3. Source code and automation
3.1 Source code quality (15%)
The source code is clearly readable (e.g., variable names that are meaningful), self-documenting, and well-structured (e.g., headers, sections). The directory structure clearly reflects the pipeline stages (e.g., data-preparation, analysis, paper/app) of the project, and subdirectories for data components (e.g., gen
, src
, data
, and temp
, input
, audit
, output
) have been used correctly. The code runs in a linear fashion (top to bottom execution, without errors), and adheres to the DRY principles (for-loops and functions).

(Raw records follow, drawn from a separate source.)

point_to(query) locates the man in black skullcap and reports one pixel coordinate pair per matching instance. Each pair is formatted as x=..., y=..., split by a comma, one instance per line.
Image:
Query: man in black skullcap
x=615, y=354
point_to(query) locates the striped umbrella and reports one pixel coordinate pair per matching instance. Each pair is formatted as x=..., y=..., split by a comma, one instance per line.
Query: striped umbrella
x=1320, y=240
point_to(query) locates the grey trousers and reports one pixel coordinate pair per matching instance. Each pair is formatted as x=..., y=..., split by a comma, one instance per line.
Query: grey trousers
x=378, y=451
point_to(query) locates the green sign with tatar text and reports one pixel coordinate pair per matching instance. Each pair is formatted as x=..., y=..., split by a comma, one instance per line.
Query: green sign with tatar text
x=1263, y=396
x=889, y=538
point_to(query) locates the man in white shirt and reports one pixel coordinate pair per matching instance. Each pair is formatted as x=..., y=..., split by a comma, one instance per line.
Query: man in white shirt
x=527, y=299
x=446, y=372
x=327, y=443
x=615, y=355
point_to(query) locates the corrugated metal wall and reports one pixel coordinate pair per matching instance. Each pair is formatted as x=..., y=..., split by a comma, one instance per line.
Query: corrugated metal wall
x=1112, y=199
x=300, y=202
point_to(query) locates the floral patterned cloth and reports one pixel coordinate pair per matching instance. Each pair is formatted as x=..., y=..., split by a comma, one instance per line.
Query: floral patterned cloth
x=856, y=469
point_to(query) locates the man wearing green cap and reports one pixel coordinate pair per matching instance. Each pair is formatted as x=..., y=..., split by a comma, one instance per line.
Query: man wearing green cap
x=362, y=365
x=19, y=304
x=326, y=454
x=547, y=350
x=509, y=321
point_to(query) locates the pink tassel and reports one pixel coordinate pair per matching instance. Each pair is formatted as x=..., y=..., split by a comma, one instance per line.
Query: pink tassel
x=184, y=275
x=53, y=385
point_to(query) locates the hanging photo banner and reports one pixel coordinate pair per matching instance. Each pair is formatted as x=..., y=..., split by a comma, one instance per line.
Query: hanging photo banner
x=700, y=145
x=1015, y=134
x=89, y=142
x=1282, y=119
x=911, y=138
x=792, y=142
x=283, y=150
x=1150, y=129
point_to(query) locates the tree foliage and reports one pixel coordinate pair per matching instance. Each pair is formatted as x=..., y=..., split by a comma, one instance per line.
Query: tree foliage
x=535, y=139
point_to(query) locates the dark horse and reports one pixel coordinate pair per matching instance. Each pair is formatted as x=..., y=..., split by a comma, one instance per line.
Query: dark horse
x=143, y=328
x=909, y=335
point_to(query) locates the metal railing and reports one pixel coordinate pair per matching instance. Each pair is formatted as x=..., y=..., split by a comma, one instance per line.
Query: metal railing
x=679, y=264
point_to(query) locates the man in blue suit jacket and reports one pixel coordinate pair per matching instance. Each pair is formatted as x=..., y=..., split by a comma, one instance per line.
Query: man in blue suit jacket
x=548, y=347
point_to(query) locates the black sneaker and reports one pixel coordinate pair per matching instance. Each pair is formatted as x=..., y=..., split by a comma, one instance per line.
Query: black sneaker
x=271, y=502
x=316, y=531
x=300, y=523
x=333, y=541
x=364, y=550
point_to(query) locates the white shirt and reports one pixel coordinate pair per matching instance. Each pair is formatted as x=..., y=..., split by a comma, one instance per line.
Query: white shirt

3.2 Degree of automation (10%)
Code chunks follow the input-transformation-output (“modular”) structure, and are “stitched” together in a makefile that runs the entire project pipeline automatically after issuing the make
command in the root of the repository. All file paths are specified relative to the current script, no absolute paths are used. The repository only tracks the version of files that need to be tracked (i.e., source code), and not others (e.g., generated files).
Conduct these “housekeeping” checks before the deadline!
Ever considered your project may work exclusively on your computer, but not on somebody else’s? It could just be you forgot to tell your users to install a particular package!
To avoid such common “replication traps”, please check out your repository on somebody else’s computer, go through the installation instructions, and try to run the entire project.
More valuable tips and tricks for submitting a clean & working repository are documented in our checklist for “housekeeping”.